How could I improve the speed when process multiple video with one gpu?

Assume I have one gpu and got 6 videos want to process at the same time, how should I speed things up?

Solution I have tried :

Solution 1:

Create a global object to do the inference jobs in different threads, batch size of this object is 1.

Solution 2:

Create a few global objects to do the inference jobs in different threads, batch size of these object is 1

Unfortunately, solution 2 do not make things faster, so I think I need another solution, which could use larger batch size to process the videos frames.

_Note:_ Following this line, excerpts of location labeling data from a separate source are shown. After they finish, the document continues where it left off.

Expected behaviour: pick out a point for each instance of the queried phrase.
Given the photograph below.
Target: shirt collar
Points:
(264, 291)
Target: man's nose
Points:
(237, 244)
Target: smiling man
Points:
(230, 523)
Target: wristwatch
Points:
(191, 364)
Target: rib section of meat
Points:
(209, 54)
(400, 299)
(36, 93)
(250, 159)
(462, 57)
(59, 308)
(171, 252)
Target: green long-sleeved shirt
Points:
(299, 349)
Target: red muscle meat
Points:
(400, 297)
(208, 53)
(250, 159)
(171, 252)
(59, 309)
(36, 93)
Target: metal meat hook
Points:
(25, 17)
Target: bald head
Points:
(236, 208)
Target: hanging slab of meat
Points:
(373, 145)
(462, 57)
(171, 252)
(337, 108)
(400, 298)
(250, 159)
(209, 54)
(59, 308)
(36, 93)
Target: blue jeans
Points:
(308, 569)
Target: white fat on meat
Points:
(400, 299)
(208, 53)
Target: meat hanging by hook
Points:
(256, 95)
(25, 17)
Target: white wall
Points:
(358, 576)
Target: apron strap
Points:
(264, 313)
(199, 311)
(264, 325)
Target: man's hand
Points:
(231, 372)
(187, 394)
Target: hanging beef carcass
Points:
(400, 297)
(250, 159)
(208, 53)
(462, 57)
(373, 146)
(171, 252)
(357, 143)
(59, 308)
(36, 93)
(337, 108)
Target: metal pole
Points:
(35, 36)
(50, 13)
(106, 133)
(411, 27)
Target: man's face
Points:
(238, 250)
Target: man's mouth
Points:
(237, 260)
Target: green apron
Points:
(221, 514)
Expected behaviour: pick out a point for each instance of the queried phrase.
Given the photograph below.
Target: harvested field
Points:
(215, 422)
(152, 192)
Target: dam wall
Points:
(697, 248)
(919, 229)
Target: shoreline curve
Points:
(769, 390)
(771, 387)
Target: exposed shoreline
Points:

Solution 3(haven’t tried) :

a : Set batch size as 6
b : If size of the image reach 6, feed into the network
c : if size of the image cannot reach 6 within certain period(ex : 500ms), feed image into the network
d : return inference results of each image

What kind of solutions are recommended?Thanks

I don’t think that doing multithreading is going to really help to speed things… What you need to make sure that your GPU is utilized at 100% using as much of your GPU memory as possible.

From my experience, usually the problem is in loading data from the disk and doing preprocessing. This is where you might need multiprocessing/multithreading.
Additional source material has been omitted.